This study demonstrated a higher prevalence of thrombocytopenia in malaria-positive than in malaria-negative patients. This is consistent with findings of previous studies.[1],[2],[3],[4],[5] The prevalence of thrombocytopenia found in among patients with uncomplicated acute malaria infection in this study is similar to 13.75% reported from Port-Harcourt, South-southern Nigeria.[20] However, it is lower than 59.7% from another report from Lagos[21] South-western Nigeria, but higher than 5.0% reported in children from Uyo,[22] South-southern Nigeria. The likely reasons for this wide disparity in the prevalence of thrombocytopenia in malaria in an endemic area are likely the differences in the techniques used for PLTs and the use of different cut-off values for thrombocytopenia by the different authors. For example, while the present study used automated cell counting and 115 × 109/L cut-off for thrombocytopenia, the study from Uyo[22] used 100 × 109/L as cut-off, while the one from Lagos[21] used both 150 × 109/L cut-off and manual method for blood cell counts.

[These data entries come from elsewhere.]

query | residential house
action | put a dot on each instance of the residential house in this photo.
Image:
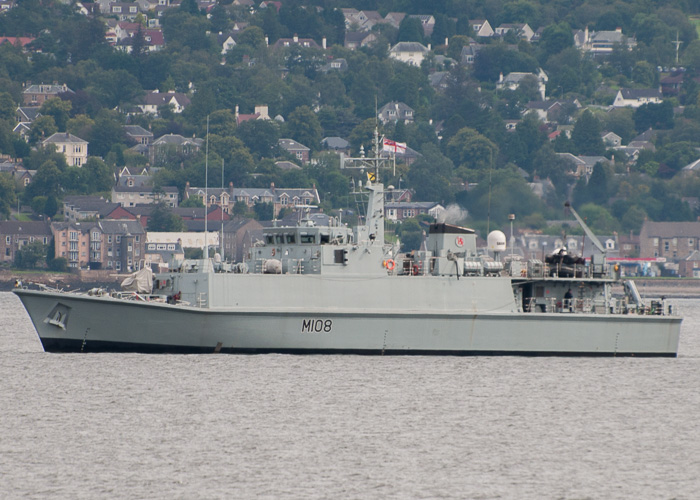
(80, 243)
(671, 84)
(14, 235)
(337, 64)
(394, 18)
(109, 244)
(522, 30)
(337, 144)
(637, 97)
(226, 41)
(400, 210)
(583, 164)
(23, 129)
(240, 235)
(168, 145)
(17, 171)
(469, 52)
(261, 113)
(138, 135)
(409, 52)
(690, 266)
(295, 41)
(553, 111)
(27, 114)
(280, 198)
(427, 22)
(80, 207)
(124, 11)
(152, 38)
(393, 112)
(481, 27)
(131, 190)
(439, 80)
(601, 43)
(628, 245)
(36, 95)
(287, 165)
(164, 253)
(155, 99)
(406, 156)
(512, 81)
(672, 240)
(299, 151)
(72, 147)
(611, 139)
(356, 39)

Mechanisms leading to thrombocytopenia in malaria have been well established in the literature. Its prognostic significance and the link with poor outcome have also been recognised. Increasing evidence also suggest that platelets play a protective role in the host during erythrocytic infection by malarial parasites.[23],[24],[25] This protection has now been shown to be part of innate immunity and is mediated by platelet factor 4.[23],[26] A prospective study from Mangalore, India, reported by Faseela et al.,[27] found thrombocytopenia to have a sensitivity of 83% and a specificity of 68% in predicting malarial infection in patients with brief febrile illness in a malaria endemic region. The mean PLT in this study was also found to be numerically lower in malaria-positive patients than malaria-negative ones, even though this difference did not reach statistical significance. Lower PLTs is an expected finding given the known mechanisms of platelet destruction in malaria.

The advent of automated blood cell counting technologies has led to the generation of platelet indices that have proved to be useful in predicting the potential mechanism(s) of thrombocytopenia in the clinical setting. PCT, akin to haematocrit in red blood cells, is a platelet index that reflects overall platelet biomass. In this study, the mean PCT was higher in malaria-negative than in malaria-positive group, although this difference was not statistically significant. Typically, PCT parallels PLT as seen in this study, although it is a function of both PLT and MPV.[12]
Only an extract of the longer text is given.